Ольга довольно подробно описала прошедший день, упомянув об уроненных щетках, но начисто «забыв» об обмороке: признаваться в собственной слабости ей не хотелось даже самой себе. Не то, что подруге — даже лучшей.

— …И дверь хлопнула со звуком, с каким закрывается могильный склеп, — закончила свой рассказ Растегаева.

— О, да у вас приступ высокопарной тоски, мадам? Влияние благоверного-графомана не так ли?

— Не надо так о Юре Он…

— Знаю, знаю, — прервала ее Таня. — Он самый порядочный, приличный, честный и так далее, и тому подобное.

— Да. И не надо иронизировать.

— И не надо идеализировать. Одна ты, милая, не видишь, что твой супруг — повеса с большим опытом. Дон Жуан-переросток!

— Таня! — с укором сказала Ольга.

— Не буду, не буду… Да и с чего это я? Разве что по глупой способности к экстраполяции. Понимаешь, вот Бог дал мозги странные: стоит понаблюдать за человеком, как многое в нем становится слишком понятным. И без труда представляется его прошлое. Знаешь, я редко ошибаюсь, — Таня чуть театрально прищурила глаза.

— Потому ты и драматург. И, смею заверить, хороший, насколько я могу судить.

— Ах, не надо похвал, моя радость! Лучше скажи, что ты собираешься делать?

— Ни-че-го… Знаешь, в данный момент меня больше интересует, что собирается делать он.

— Как что? Жениться на дочери академика.

— Ты подозреваешь его в расчете?

— Ранее в этом грехе Захаров уличен не был…

— Да и жениться на дочери академика в наше время уже не очень-то престижно. Тем более, что Растегаев — химик. Значит, он влюбился в Машу.

— Да уж, конечно, после тебя влюбишься хоть в лягушку, только чтобы делала вид, будто ублажает и не докучала своими научными изысками. Только Растегаев мог соблазниться совместной жизнью с тобой, поскольку твоя химия его не испугала, а молодость очаровала.

— Не язви!

Но по-настоящему злиться на Таню Ольга не умела: подруге, как человеку искусства, как шуту в давние времена, как юродивому по традиции, позволялось высказывать самые нелицеприятные вещи. От нее требовали только одного: доброжелательного тона. И сейчас с самой ласковой интонацией, на какую только была способна, Татьяна продолжала:

— А что же ты хотела? Ведь это ты отвернулась от него, когда он, можно сказать, пропадал.

— Я тогда поступала в аспирантуру… Для меня жизненно важно было остаться в Москве… А он…

— Что — он? Он же любил тебя, дуреха!
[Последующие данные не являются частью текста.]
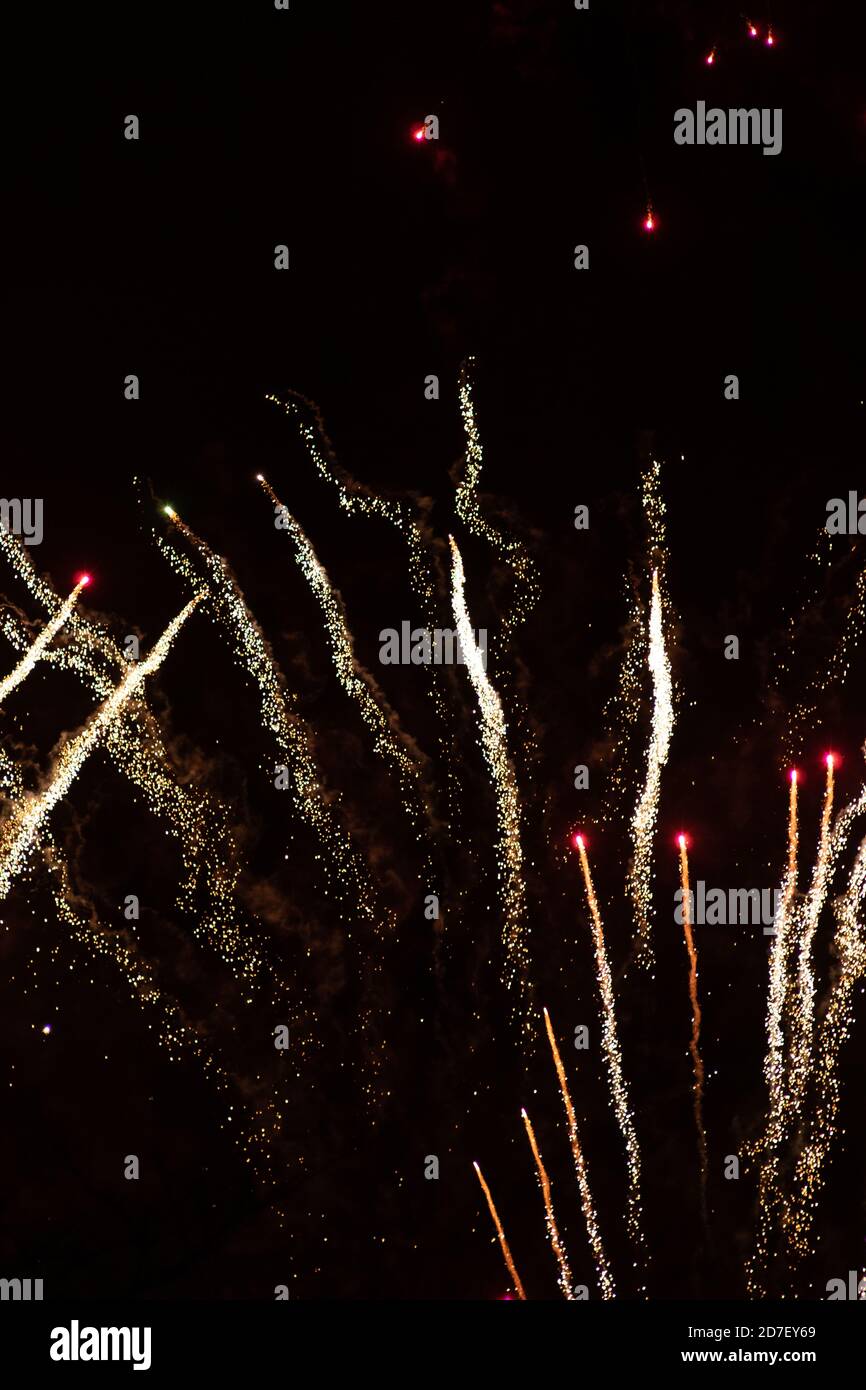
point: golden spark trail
(27, 818)
(804, 1012)
(613, 1058)
(788, 1083)
(50, 630)
(695, 1039)
(850, 951)
(292, 736)
(559, 1250)
(779, 957)
(494, 741)
(389, 741)
(647, 811)
(134, 741)
(501, 1233)
(583, 1179)
(466, 503)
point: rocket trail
(613, 1058)
(466, 503)
(790, 1083)
(779, 957)
(289, 730)
(494, 741)
(850, 951)
(580, 1168)
(27, 816)
(695, 1039)
(647, 811)
(503, 1243)
(389, 740)
(556, 1246)
(49, 631)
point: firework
(29, 813)
(850, 951)
(647, 811)
(36, 651)
(580, 1168)
(469, 510)
(556, 1246)
(494, 741)
(503, 1243)
(388, 738)
(695, 1004)
(610, 1047)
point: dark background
(156, 257)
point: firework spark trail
(466, 503)
(494, 741)
(830, 845)
(135, 744)
(28, 815)
(647, 811)
(556, 1246)
(49, 631)
(389, 740)
(779, 957)
(503, 1243)
(291, 733)
(695, 1004)
(356, 499)
(788, 1083)
(850, 951)
(580, 1168)
(613, 1058)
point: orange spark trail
(34, 653)
(559, 1250)
(692, 994)
(501, 1233)
(613, 1058)
(583, 1180)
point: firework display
(433, 673)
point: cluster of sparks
(804, 1044)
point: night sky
(407, 259)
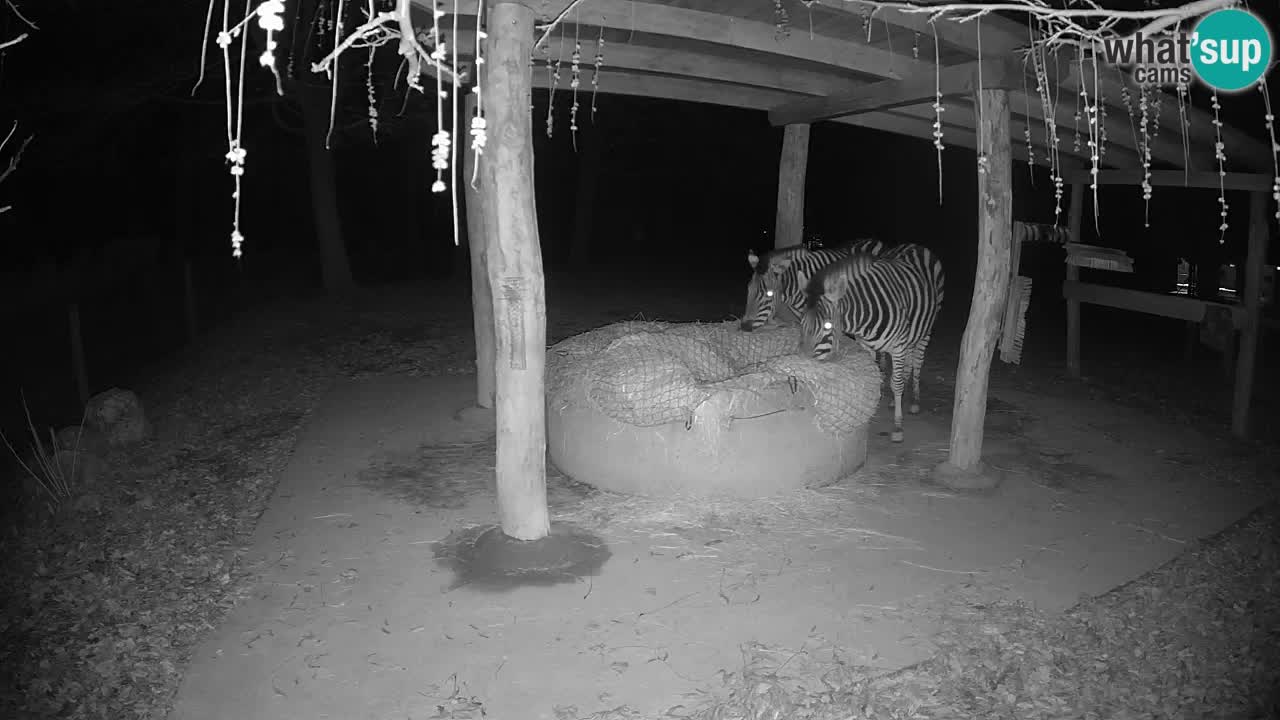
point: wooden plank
(749, 69)
(481, 294)
(736, 32)
(1179, 178)
(1074, 222)
(991, 282)
(516, 276)
(691, 90)
(997, 35)
(792, 165)
(1260, 228)
(1178, 306)
(997, 73)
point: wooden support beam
(996, 73)
(481, 294)
(792, 167)
(716, 28)
(997, 35)
(1178, 178)
(991, 281)
(1074, 222)
(1260, 228)
(515, 274)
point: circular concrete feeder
(759, 437)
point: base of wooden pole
(981, 478)
(489, 559)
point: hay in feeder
(647, 373)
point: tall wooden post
(481, 295)
(78, 364)
(515, 274)
(1074, 218)
(990, 286)
(1247, 356)
(792, 167)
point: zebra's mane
(839, 273)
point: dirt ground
(310, 486)
(359, 613)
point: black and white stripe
(887, 302)
(780, 276)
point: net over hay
(704, 409)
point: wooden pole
(188, 300)
(1074, 219)
(515, 274)
(481, 295)
(792, 165)
(991, 279)
(1248, 352)
(78, 352)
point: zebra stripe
(782, 274)
(888, 304)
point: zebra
(887, 302)
(781, 274)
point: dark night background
(123, 153)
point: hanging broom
(1014, 326)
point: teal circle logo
(1230, 49)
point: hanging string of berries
(1220, 154)
(595, 73)
(575, 81)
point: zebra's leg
(917, 365)
(897, 381)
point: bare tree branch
(14, 41)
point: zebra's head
(762, 290)
(822, 322)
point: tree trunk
(334, 265)
(991, 279)
(1260, 228)
(515, 274)
(1074, 222)
(792, 165)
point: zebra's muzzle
(823, 347)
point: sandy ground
(357, 615)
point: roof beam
(999, 73)
(760, 99)
(997, 35)
(1179, 178)
(735, 32)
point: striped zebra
(781, 274)
(887, 302)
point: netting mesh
(645, 373)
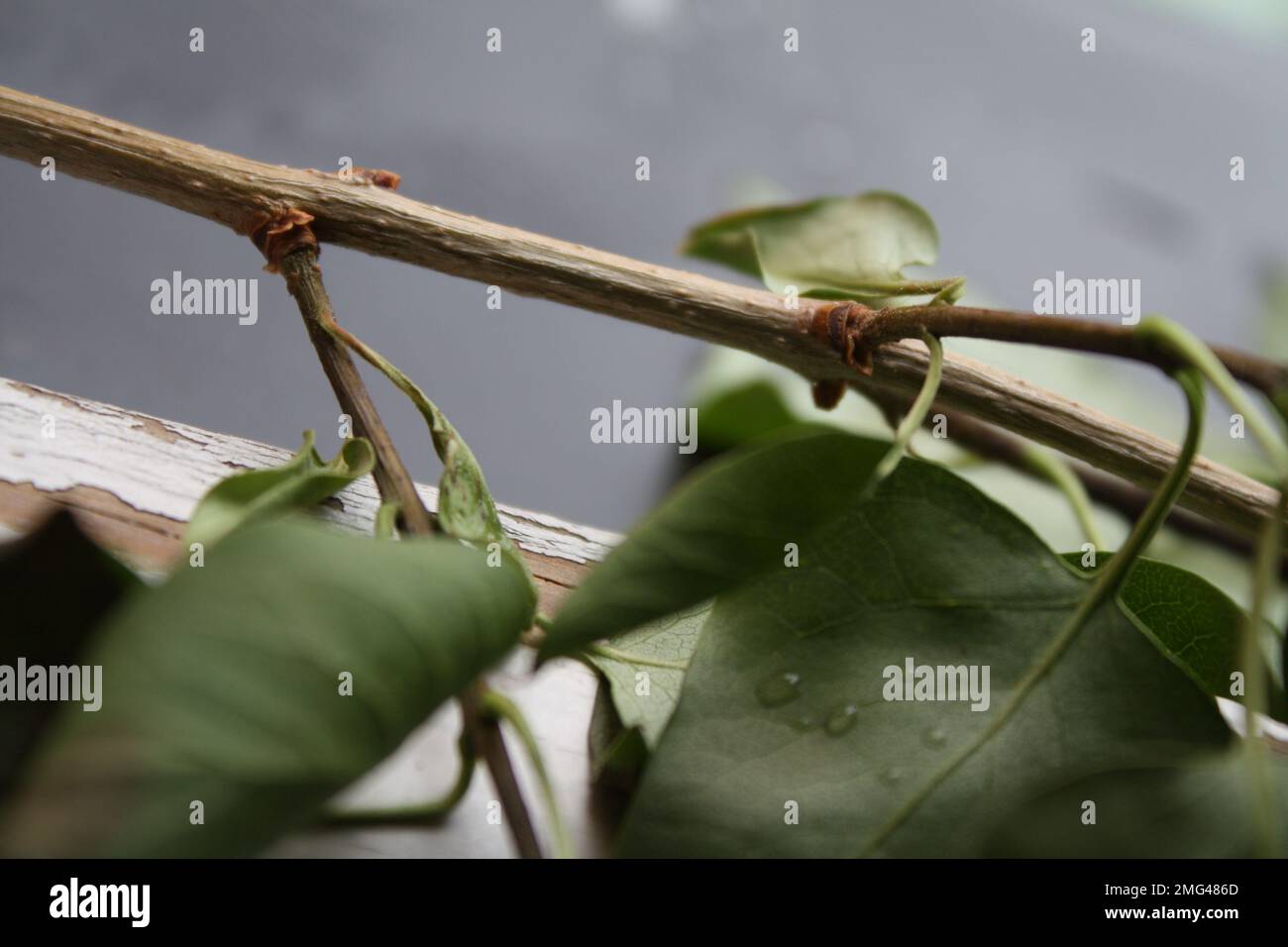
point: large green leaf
(725, 523)
(1194, 624)
(1207, 809)
(224, 685)
(55, 586)
(782, 705)
(846, 247)
(304, 480)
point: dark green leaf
(224, 685)
(1192, 621)
(257, 495)
(849, 247)
(720, 527)
(784, 699)
(55, 586)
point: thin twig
(993, 444)
(874, 328)
(299, 265)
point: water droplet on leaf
(778, 689)
(841, 720)
(892, 776)
(805, 722)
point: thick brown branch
(244, 195)
(297, 262)
(867, 329)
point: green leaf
(835, 247)
(784, 703)
(617, 753)
(257, 495)
(55, 586)
(224, 685)
(742, 415)
(1206, 809)
(719, 528)
(465, 505)
(644, 669)
(1192, 621)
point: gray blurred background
(1108, 163)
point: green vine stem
(1103, 587)
(386, 518)
(1054, 470)
(423, 813)
(915, 415)
(465, 505)
(1189, 350)
(503, 709)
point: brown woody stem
(297, 261)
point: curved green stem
(503, 709)
(1256, 698)
(1104, 586)
(1061, 475)
(1184, 346)
(915, 415)
(465, 505)
(421, 813)
(386, 518)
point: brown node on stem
(277, 236)
(827, 394)
(841, 326)
(389, 180)
(378, 176)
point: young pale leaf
(835, 247)
(784, 741)
(735, 517)
(55, 586)
(259, 685)
(296, 484)
(617, 753)
(1211, 808)
(644, 669)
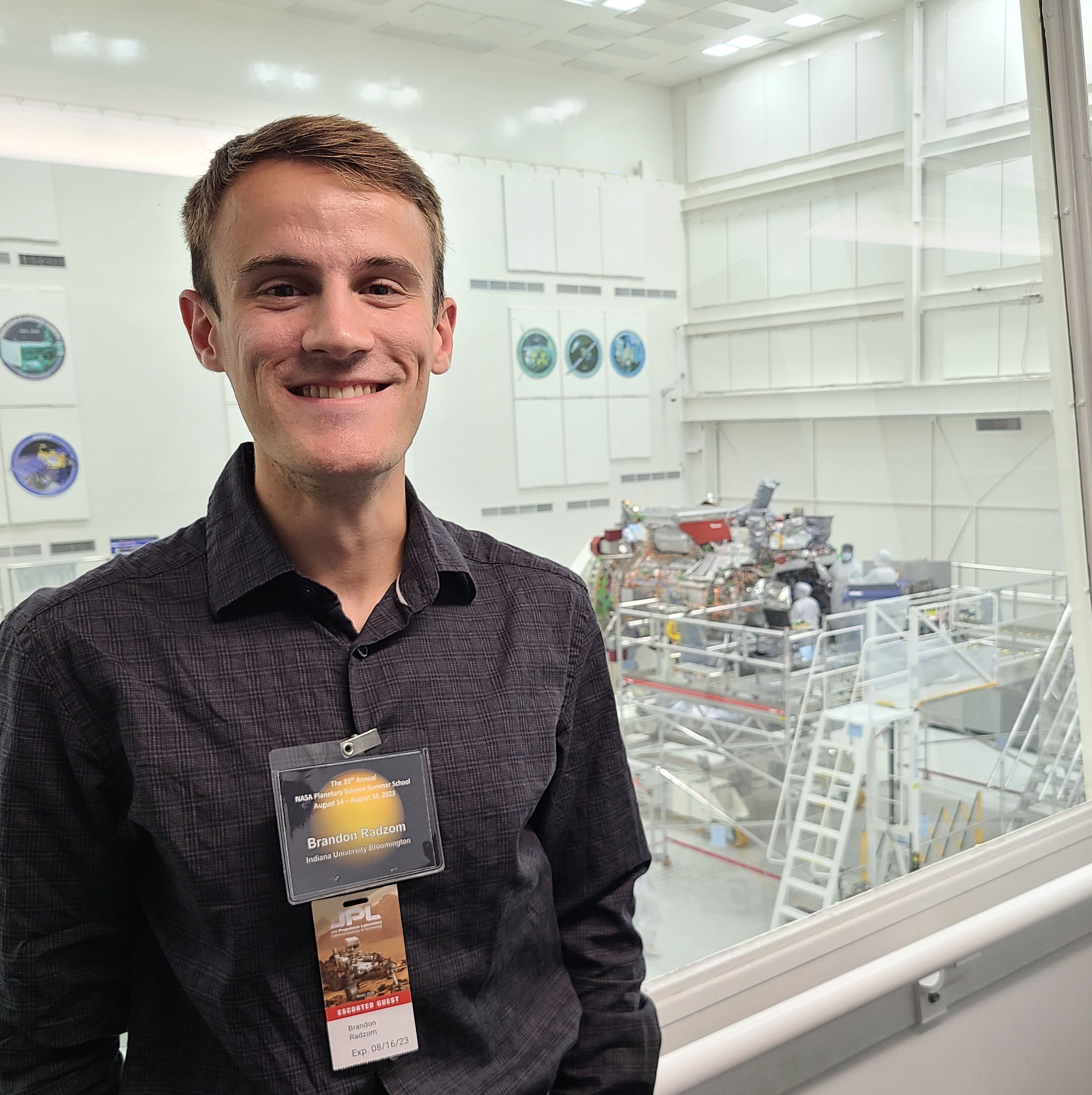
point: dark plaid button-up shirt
(141, 879)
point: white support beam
(991, 398)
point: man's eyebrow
(392, 264)
(374, 264)
(264, 262)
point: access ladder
(824, 821)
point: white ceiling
(660, 43)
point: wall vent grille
(72, 547)
(651, 294)
(651, 477)
(477, 283)
(42, 261)
(532, 507)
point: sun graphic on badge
(358, 814)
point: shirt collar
(243, 553)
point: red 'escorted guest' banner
(372, 1004)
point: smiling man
(143, 867)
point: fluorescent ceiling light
(804, 20)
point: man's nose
(339, 324)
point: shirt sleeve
(591, 829)
(64, 958)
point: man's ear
(444, 336)
(202, 326)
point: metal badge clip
(361, 743)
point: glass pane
(750, 301)
(854, 660)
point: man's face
(327, 329)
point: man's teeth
(322, 392)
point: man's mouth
(327, 392)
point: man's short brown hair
(353, 149)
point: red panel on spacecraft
(707, 533)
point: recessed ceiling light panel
(804, 20)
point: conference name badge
(352, 825)
(365, 977)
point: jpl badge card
(365, 979)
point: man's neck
(350, 539)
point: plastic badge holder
(353, 825)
Боготворил, стихи посвящал.

— Я расплатилась за эти стихи семью годами одиночества, — тихо оправдывалась Ольга.

— О! Снова ты ищешь внешние причины, подружка. А в душу свою ты заглядывала? Посмотри — может быть, увидишь много неожиданного.

— Ты ведь знаешь, чем я еще расплатилась…

— Знаю? Ребенком, которого ты убила и о котором Захаров даже не подозревал? Да?

— Да…

— И в этом виноват он один?

— Не будь жестокой, Таня.

— А ты не будь так похожа на свою мать, которая сначала всеми силами разрушала то, что могло бы быть с единственным и любимым, а потом с полнейшей покорностью согласилась на все, что предложила жизнь.